Romeo starts twitching his dying twitches, and Juliet cradles him, still probably 'wtf'ing in her head.

Notices vial and lack of flowers, face contorts in grief.

Of course, he wants to know what she's doing crying and not being dead.

*dead*

(there was some dialogue up until now, mostly a combination of his and her final speeches, tweeked to be appropriate for the scene)



She sobs, and now I feel bad.

Rack focus on over to the gun he had been clutching in his hand, but is now abandoned, just begging to be used.

*contemplates*

She cocks it, abandoning all notions of life going the fuck on.

This is either horrible or brilliant acting on Claire Danes' part, that blank face.


Music swells up, we get a brief montage of their time together (you know, those whole four days), as the camera dollies up and over.

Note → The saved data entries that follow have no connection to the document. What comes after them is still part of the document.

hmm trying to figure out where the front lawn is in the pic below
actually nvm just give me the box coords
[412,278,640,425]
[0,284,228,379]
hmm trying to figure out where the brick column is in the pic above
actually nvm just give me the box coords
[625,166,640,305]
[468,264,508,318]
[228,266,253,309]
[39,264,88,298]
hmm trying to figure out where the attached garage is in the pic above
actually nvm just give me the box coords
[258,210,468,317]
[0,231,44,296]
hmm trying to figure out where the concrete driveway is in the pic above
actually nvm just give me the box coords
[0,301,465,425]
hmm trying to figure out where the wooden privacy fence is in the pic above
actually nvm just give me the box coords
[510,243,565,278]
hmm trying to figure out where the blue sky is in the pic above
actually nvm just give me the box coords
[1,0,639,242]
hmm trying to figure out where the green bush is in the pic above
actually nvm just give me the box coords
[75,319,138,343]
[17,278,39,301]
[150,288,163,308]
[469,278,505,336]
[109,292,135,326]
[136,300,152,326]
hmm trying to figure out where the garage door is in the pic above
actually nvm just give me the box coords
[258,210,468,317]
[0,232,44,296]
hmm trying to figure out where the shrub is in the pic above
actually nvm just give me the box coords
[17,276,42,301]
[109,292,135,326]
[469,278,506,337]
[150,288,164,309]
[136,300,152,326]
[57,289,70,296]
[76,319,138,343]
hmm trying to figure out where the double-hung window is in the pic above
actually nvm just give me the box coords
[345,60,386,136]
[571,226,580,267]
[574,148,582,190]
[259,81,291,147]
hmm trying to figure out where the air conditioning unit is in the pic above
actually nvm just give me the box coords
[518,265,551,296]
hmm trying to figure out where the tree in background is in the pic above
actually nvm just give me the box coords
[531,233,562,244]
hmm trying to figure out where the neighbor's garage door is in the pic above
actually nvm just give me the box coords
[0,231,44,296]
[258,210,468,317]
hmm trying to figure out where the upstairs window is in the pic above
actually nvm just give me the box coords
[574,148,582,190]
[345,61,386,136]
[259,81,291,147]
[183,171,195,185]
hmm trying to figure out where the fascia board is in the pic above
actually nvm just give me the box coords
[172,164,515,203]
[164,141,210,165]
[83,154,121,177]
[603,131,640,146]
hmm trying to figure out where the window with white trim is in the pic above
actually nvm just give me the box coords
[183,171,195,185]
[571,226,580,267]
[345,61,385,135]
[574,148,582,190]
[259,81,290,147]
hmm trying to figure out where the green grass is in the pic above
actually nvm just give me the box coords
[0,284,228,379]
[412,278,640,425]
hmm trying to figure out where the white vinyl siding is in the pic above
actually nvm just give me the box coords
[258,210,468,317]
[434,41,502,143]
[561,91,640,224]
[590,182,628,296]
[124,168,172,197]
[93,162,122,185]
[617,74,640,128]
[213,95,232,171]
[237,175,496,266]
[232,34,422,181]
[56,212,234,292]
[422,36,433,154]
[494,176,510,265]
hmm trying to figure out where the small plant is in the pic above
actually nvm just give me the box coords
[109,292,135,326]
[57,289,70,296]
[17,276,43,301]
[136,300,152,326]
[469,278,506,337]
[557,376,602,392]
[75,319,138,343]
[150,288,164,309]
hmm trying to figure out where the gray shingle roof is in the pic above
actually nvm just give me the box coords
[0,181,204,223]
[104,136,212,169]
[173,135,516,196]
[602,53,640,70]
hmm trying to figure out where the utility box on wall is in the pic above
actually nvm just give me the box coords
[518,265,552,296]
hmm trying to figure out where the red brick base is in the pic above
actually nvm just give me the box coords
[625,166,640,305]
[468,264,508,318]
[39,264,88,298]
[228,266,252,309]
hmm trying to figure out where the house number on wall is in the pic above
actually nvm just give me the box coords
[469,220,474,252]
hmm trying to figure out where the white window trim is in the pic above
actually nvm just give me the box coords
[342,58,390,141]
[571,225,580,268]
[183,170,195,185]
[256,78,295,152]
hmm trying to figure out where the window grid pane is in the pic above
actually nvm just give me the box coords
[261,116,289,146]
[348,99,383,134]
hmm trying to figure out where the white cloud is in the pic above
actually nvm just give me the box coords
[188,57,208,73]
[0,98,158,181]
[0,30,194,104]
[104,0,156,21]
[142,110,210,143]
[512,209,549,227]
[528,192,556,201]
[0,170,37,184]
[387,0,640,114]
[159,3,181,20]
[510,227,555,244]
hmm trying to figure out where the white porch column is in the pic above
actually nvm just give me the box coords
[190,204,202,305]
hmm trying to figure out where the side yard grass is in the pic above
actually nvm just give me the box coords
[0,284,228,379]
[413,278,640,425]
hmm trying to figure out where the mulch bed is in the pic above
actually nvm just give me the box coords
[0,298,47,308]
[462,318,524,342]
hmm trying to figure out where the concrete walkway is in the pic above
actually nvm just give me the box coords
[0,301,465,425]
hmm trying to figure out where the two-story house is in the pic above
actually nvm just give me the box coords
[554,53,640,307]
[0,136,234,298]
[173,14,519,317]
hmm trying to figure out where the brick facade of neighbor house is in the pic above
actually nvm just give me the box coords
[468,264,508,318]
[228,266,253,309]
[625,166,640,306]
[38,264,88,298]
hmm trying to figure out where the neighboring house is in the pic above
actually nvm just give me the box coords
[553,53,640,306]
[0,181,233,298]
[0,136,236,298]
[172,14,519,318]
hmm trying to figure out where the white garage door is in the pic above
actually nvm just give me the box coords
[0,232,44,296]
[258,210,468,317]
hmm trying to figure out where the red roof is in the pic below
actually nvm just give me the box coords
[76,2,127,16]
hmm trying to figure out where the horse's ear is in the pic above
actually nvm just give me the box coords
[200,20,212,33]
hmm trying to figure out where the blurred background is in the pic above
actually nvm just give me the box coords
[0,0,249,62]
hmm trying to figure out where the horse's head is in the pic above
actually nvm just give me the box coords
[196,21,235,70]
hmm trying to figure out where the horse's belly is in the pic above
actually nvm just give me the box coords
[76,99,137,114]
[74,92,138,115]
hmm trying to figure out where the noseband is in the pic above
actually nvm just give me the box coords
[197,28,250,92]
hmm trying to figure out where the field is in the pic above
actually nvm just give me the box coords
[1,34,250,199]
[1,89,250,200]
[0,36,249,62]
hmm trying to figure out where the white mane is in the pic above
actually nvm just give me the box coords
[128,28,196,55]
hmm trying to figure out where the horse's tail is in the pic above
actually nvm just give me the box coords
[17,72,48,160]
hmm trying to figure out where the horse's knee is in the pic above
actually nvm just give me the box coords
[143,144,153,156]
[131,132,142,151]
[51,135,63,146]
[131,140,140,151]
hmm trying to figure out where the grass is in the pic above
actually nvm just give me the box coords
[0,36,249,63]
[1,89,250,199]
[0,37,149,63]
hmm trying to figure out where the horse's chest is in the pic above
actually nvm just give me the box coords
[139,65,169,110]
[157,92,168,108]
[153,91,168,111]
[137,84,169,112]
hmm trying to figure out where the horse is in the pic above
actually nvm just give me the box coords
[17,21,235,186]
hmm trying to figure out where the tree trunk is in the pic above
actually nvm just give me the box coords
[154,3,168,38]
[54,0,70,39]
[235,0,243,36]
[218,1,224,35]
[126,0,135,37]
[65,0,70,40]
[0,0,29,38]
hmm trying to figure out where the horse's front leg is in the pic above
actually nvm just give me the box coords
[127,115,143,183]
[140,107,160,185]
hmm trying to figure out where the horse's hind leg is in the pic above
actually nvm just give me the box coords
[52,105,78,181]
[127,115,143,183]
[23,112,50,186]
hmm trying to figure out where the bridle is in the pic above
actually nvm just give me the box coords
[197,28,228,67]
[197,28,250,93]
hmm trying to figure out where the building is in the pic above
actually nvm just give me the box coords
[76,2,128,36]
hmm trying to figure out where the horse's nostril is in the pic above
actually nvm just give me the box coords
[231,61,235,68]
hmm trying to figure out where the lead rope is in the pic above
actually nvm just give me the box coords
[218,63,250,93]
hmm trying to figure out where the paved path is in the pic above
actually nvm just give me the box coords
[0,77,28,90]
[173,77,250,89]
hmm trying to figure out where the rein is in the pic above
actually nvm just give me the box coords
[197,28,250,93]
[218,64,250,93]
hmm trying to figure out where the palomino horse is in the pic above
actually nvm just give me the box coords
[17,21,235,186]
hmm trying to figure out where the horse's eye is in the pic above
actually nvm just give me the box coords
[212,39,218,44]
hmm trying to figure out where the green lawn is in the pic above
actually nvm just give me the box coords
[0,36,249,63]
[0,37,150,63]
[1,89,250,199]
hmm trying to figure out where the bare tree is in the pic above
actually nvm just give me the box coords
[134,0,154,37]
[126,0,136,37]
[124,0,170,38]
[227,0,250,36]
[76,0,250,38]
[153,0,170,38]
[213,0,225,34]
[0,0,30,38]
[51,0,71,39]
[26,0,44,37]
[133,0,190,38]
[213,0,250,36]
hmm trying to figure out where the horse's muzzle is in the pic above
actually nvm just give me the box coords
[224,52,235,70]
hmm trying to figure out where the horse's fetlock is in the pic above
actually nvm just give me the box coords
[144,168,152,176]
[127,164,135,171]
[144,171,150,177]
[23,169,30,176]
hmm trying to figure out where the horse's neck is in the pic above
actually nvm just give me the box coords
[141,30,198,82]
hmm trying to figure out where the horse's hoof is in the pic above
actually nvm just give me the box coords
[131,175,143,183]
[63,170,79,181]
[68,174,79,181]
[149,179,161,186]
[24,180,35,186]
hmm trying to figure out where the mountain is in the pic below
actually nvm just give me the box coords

The scene ends with a still of their kiss in the pool, after declaring their love for each other.
Damn you, Luhrmann. Why do you have to end everything like that?
What I like what he did with this scene is, some will afgue against this, but he took out both Balthasar hiding outside, Friar Lawrence's showing up just as Romeo dies, the search parties, Paris being killed, all of that, and adds to it so that Romeo and Juliet see and talk to each other briefly before he dies. In the play, and a bit in the original movie, all of these things together gave the scene a frantic, chaotic feel. You got the sense that both of them were killing themselves out of confusion rather than passion, especially Juliet, who wakes up to find Romeo and Paris dead, and Friar Lawrence trying to get her to a nunnery, before flighting off to avoid the search party. Here, it's very tranquil. Everything is cut to the bare minimum: Romeo comes to kill himself. Here, after he dies, Juliet, with no Friar Lawrence, with no yelling from outside, just her and her dead husband, looks completely dead. That is, as I pointed out, she could either be emotionally numb at this point, or Claire Danes could've fucked it up. But I will lean towards the former for argument's sake. You get the sense that, if someone did drag her out of the tomb just then, locked her in a room for twenty years with no deadly objects, and let her out again, she'd do the exact same thing.
I think of Shakespeare's play as a cautionary tale against young love, because he added every aspect, I think, to make theirs look as unrational, maybe even as farcical, as possible. Here, Luhrmann changes it into what everyone else sees it as, the greatest love story ever told, with a few mise-en-scene tweaks. So, y'know, good for him.